I have a PDF invoice and when i try to read the data from the PDF the output JSON is coming as single object
What is the error message (if any)?
""\n\nInvoice\nPayment is due within 30 days from date of invoice. Late payment is subject to fees of 5% per month.\nThanks for choosing DEMO - Sliced Invoices | [email protected]\nPage 1/1\nFrom:\nDEMO - Sliced Invoices\nSuite 5A-1204\n123 Somewhere Street\nYour City AZ 12345\[email protected]\nInvoice NumberINV-3337\nOrder Number12345\nInvoice DateJanuary 25, 2016\nDue DateJanuary 31, 2016\nTotal Due$93.50\nTo:\nTest Business\n123 Somewhere St\nMelbourne, VIC 3000\[email protected]\nHrs/QtyServiceRate/PriceAdjustSub Total\n1.00\nWeb Design\nThis is a sample description...\n$85.000.00%$85.00\nSub Total$85.00\nTax$8.50\nTotal$93.50\nANZ Bank\nACC # 1234 1234\nBSB # 4321 432\nPaid"",
I am sorry you’re having trouble. This is the expected behaviour I am afraid, n8n’s Read PDF node would not automatically parse tables or other content of your PDF file, it’d just extract the raw text.
Since parsing PDF invoices can be quite a challenge you might want to consider using a designated 3rd party service focusing on this task.
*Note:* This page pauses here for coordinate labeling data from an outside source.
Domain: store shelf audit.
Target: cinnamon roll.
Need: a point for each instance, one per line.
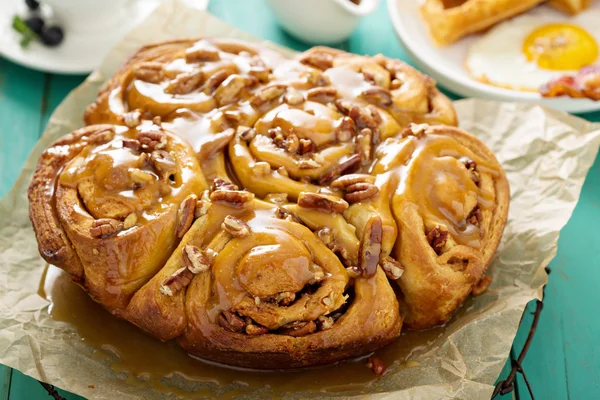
(107, 204)
(267, 211)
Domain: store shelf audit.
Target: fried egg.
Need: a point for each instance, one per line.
(530, 50)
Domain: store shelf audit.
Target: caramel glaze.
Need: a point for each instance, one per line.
(144, 361)
(273, 284)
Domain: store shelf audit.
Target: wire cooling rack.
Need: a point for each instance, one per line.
(503, 387)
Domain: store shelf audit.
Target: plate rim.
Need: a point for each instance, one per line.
(470, 87)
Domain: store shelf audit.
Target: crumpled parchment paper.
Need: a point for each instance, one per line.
(546, 155)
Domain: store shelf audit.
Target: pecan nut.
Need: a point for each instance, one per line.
(185, 216)
(105, 227)
(360, 191)
(267, 94)
(299, 329)
(322, 94)
(152, 140)
(176, 282)
(392, 268)
(233, 198)
(322, 202)
(437, 238)
(231, 322)
(150, 71)
(185, 82)
(235, 226)
(369, 250)
(195, 259)
(378, 95)
(319, 60)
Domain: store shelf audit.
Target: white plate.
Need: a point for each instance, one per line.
(82, 51)
(446, 64)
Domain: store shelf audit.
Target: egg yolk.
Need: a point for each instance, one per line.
(560, 47)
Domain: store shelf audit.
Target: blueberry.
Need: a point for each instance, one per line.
(36, 24)
(32, 4)
(52, 36)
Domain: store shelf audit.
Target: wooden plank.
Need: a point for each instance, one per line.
(21, 92)
(26, 388)
(58, 88)
(5, 376)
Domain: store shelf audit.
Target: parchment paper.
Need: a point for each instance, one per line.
(546, 155)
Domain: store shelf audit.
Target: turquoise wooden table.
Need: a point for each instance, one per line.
(564, 358)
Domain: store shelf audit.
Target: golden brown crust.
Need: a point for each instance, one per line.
(327, 182)
(448, 21)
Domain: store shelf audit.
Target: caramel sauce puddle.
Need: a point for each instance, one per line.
(145, 361)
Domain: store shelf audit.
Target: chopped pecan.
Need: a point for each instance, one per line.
(132, 144)
(326, 236)
(365, 117)
(378, 95)
(202, 205)
(325, 322)
(152, 139)
(360, 191)
(246, 133)
(214, 81)
(233, 198)
(284, 298)
(163, 162)
(348, 180)
(475, 217)
(319, 60)
(322, 94)
(306, 146)
(267, 94)
(308, 163)
(229, 91)
(322, 202)
(150, 71)
(292, 143)
(345, 130)
(348, 165)
(437, 238)
(261, 168)
(201, 54)
(417, 130)
(235, 226)
(102, 136)
(376, 364)
(177, 281)
(105, 227)
(482, 285)
(132, 119)
(395, 84)
(472, 168)
(364, 144)
(392, 268)
(222, 184)
(252, 329)
(185, 82)
(140, 178)
(130, 221)
(299, 329)
(370, 247)
(195, 259)
(232, 322)
(293, 97)
(185, 216)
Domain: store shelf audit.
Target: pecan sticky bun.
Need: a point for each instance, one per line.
(333, 209)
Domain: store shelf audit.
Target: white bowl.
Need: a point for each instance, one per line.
(446, 64)
(321, 21)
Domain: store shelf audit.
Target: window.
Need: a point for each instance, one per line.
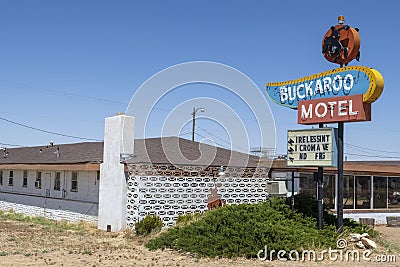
(348, 192)
(57, 181)
(25, 179)
(74, 182)
(11, 179)
(38, 182)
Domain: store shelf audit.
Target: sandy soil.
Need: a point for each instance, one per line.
(24, 244)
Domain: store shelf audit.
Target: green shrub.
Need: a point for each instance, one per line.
(148, 224)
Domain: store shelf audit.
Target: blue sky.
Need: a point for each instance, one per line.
(66, 65)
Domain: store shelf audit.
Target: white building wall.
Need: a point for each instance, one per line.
(118, 141)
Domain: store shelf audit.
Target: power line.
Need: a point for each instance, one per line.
(185, 134)
(49, 132)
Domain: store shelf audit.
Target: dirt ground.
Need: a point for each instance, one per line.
(24, 244)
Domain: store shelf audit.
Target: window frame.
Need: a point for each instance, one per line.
(57, 181)
(38, 180)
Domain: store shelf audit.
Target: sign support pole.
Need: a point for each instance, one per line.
(340, 179)
(320, 193)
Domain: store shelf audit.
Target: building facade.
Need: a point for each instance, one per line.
(116, 183)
Mindee would be a service integrated in n8n for example and it can parse invoices like the example one you appear to be using here:
Hi @Arudhra, to find out which node version you’re using you want to select your node on the n8n canvas, then copy it using Ctrl+C and finally paste the data you have copied into a text editor using Ctrl+V.
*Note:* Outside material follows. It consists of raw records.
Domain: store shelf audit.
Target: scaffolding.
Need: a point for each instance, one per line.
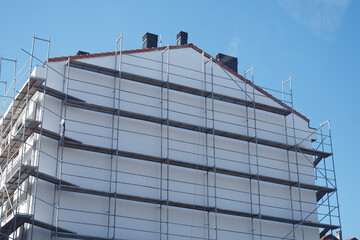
(22, 133)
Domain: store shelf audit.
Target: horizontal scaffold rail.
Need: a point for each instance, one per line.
(77, 145)
(176, 87)
(12, 181)
(11, 147)
(210, 209)
(19, 102)
(21, 219)
(79, 236)
(187, 126)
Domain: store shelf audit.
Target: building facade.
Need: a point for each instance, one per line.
(160, 143)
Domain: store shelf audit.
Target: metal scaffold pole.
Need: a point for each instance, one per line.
(247, 97)
(62, 133)
(288, 154)
(39, 148)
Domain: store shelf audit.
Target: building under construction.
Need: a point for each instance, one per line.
(158, 143)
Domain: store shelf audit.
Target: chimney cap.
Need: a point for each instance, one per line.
(81, 53)
(151, 36)
(150, 40)
(229, 61)
(181, 38)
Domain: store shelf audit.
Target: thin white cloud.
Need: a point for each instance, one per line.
(322, 17)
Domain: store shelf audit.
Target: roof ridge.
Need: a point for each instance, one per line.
(189, 45)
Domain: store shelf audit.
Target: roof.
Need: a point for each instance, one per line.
(329, 237)
(190, 45)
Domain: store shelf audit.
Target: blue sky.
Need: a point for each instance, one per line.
(314, 41)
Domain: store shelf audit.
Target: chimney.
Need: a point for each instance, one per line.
(150, 40)
(339, 235)
(81, 53)
(230, 62)
(181, 38)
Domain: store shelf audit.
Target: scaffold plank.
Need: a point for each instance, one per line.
(188, 126)
(138, 156)
(20, 219)
(57, 94)
(11, 147)
(18, 104)
(82, 237)
(193, 207)
(175, 87)
(19, 174)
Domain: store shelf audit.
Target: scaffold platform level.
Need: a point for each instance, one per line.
(78, 236)
(78, 145)
(11, 147)
(194, 207)
(20, 219)
(187, 126)
(175, 87)
(57, 94)
(19, 103)
(23, 172)
(12, 180)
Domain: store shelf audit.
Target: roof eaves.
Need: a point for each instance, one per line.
(190, 45)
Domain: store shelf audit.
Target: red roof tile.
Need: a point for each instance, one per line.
(190, 45)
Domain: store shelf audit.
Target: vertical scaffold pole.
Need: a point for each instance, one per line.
(213, 145)
(287, 152)
(62, 140)
(249, 153)
(166, 50)
(297, 161)
(117, 129)
(333, 165)
(23, 132)
(37, 159)
(256, 153)
(203, 67)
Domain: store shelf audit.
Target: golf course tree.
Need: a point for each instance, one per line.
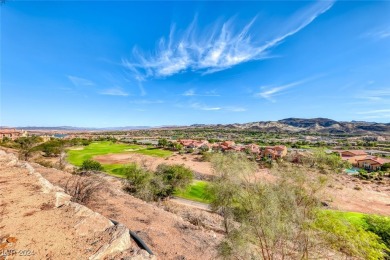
(26, 145)
(282, 218)
(156, 186)
(90, 166)
(163, 142)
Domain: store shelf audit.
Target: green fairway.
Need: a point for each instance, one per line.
(76, 157)
(355, 218)
(196, 192)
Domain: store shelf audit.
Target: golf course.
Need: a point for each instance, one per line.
(77, 155)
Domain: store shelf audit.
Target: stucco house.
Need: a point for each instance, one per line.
(352, 156)
(11, 133)
(372, 163)
(274, 152)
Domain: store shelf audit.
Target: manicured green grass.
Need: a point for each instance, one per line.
(77, 157)
(355, 218)
(196, 192)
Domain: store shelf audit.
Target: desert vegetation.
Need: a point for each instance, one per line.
(283, 218)
(158, 185)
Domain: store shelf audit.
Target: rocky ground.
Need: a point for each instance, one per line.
(39, 221)
(170, 230)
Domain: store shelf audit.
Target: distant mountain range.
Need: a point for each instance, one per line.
(76, 129)
(288, 125)
(312, 125)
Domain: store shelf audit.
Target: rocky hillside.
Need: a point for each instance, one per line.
(314, 125)
(39, 221)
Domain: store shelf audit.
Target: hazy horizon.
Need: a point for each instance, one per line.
(146, 64)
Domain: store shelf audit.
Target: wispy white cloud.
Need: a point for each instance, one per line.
(219, 48)
(191, 93)
(378, 34)
(374, 95)
(116, 91)
(269, 92)
(200, 106)
(146, 101)
(235, 109)
(378, 111)
(77, 81)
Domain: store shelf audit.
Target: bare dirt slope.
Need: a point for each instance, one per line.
(38, 221)
(349, 193)
(189, 160)
(192, 161)
(345, 192)
(167, 234)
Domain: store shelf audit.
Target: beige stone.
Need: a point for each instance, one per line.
(120, 241)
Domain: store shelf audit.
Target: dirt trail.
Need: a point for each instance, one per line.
(167, 234)
(38, 221)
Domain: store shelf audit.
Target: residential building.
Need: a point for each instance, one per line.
(352, 156)
(11, 133)
(274, 152)
(372, 163)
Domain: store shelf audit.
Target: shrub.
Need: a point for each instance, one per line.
(82, 189)
(175, 176)
(381, 227)
(148, 186)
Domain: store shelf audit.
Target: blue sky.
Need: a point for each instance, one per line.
(99, 64)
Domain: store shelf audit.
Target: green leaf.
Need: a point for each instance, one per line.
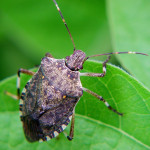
(96, 127)
(129, 23)
(33, 27)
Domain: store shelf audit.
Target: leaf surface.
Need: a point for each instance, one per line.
(95, 126)
(129, 24)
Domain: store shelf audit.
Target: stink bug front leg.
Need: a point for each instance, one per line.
(98, 74)
(71, 134)
(103, 100)
(18, 83)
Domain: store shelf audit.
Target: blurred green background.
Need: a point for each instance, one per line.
(30, 28)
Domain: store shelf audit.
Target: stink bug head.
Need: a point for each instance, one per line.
(75, 61)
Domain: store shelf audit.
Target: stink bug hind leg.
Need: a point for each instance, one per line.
(103, 100)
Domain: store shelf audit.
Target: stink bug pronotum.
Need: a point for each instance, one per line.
(47, 103)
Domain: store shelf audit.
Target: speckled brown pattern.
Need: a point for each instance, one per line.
(49, 99)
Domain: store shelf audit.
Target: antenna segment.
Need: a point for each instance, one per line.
(64, 23)
(116, 53)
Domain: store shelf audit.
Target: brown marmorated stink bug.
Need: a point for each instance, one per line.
(47, 103)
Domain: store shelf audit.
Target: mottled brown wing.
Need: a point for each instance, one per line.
(50, 123)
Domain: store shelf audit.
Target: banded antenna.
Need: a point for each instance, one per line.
(116, 53)
(64, 23)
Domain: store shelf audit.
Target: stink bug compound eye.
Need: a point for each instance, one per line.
(48, 100)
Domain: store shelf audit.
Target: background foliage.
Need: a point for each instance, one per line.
(29, 29)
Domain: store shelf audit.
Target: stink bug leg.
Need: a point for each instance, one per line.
(28, 72)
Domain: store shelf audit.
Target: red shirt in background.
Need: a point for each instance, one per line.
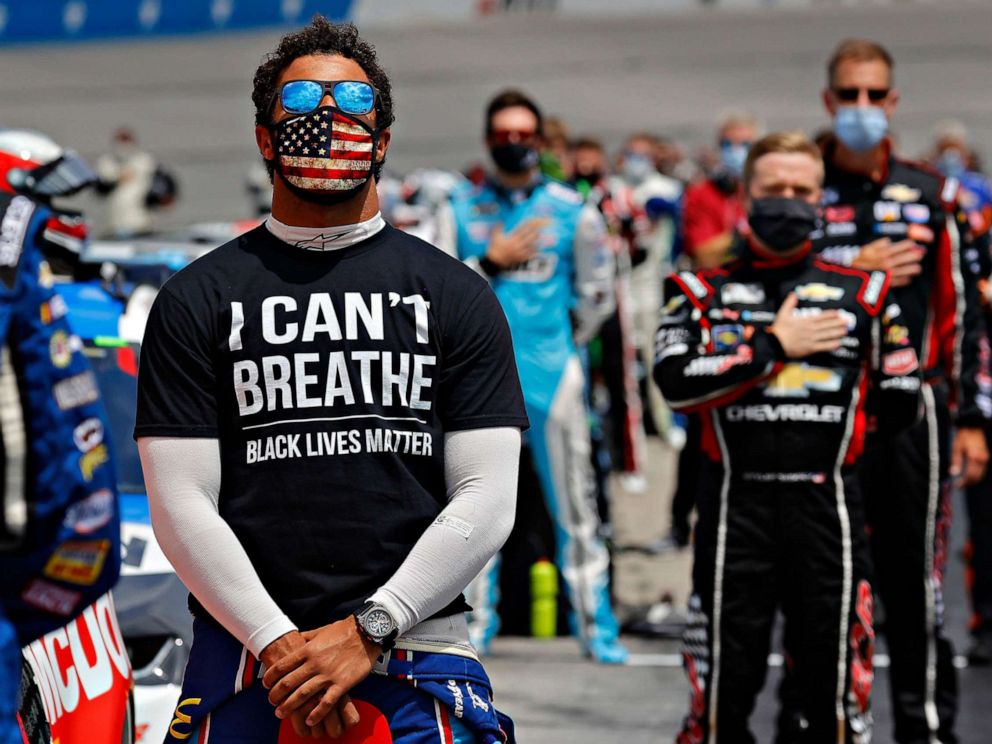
(708, 211)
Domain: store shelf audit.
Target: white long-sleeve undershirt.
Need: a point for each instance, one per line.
(183, 477)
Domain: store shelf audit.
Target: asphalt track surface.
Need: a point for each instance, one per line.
(188, 99)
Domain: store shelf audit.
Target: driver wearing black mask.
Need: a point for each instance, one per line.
(790, 361)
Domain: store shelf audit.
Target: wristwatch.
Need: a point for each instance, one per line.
(377, 625)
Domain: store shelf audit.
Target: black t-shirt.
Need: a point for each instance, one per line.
(330, 379)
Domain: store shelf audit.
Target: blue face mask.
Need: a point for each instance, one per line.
(637, 167)
(732, 158)
(951, 164)
(860, 128)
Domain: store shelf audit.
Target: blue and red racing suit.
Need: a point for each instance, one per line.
(416, 694)
(63, 552)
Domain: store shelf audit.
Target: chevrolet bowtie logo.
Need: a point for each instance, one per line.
(319, 242)
(797, 380)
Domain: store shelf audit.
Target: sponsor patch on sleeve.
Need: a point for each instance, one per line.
(460, 526)
(742, 294)
(51, 598)
(901, 362)
(874, 289)
(819, 292)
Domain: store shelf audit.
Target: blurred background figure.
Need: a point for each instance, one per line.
(712, 210)
(258, 186)
(126, 176)
(713, 207)
(58, 494)
(649, 203)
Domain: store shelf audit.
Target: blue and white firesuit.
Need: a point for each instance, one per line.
(552, 302)
(61, 528)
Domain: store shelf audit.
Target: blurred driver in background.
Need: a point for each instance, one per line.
(547, 257)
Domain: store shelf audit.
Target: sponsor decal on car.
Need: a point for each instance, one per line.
(93, 459)
(91, 513)
(76, 391)
(78, 561)
(727, 337)
(52, 310)
(88, 434)
(51, 598)
(83, 676)
(819, 292)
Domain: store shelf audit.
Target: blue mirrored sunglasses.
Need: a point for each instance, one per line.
(351, 96)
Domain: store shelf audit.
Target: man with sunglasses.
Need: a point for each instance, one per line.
(329, 425)
(545, 253)
(881, 212)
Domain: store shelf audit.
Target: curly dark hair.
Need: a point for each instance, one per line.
(321, 37)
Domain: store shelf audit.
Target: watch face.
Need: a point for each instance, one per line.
(378, 623)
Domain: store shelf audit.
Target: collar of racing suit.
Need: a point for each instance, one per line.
(331, 238)
(763, 260)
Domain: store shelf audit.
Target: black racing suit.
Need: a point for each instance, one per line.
(904, 477)
(780, 517)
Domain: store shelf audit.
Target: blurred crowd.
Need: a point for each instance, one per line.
(589, 235)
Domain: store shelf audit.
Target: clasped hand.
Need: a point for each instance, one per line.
(309, 674)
You should then see a line saying typeVersion which I have highlighted below:
Hi @Arudhra - can you try accessing only one PDF file at a time in the HTTP request node? I’ve also not used Mindee, but have you renamed the binary file to not be data? If you’ve changed the name, you’ll need to update this.
Are your invoices consistent in structure, or potentially totally different? I have a setup that uses the read pdf and some custom code block to retrieve the info I want. Works quite well for a free solution.
Otherwise I can recommend Eden AI as they offer a whole host of different ocr services by amazon, google, Microsoft etc.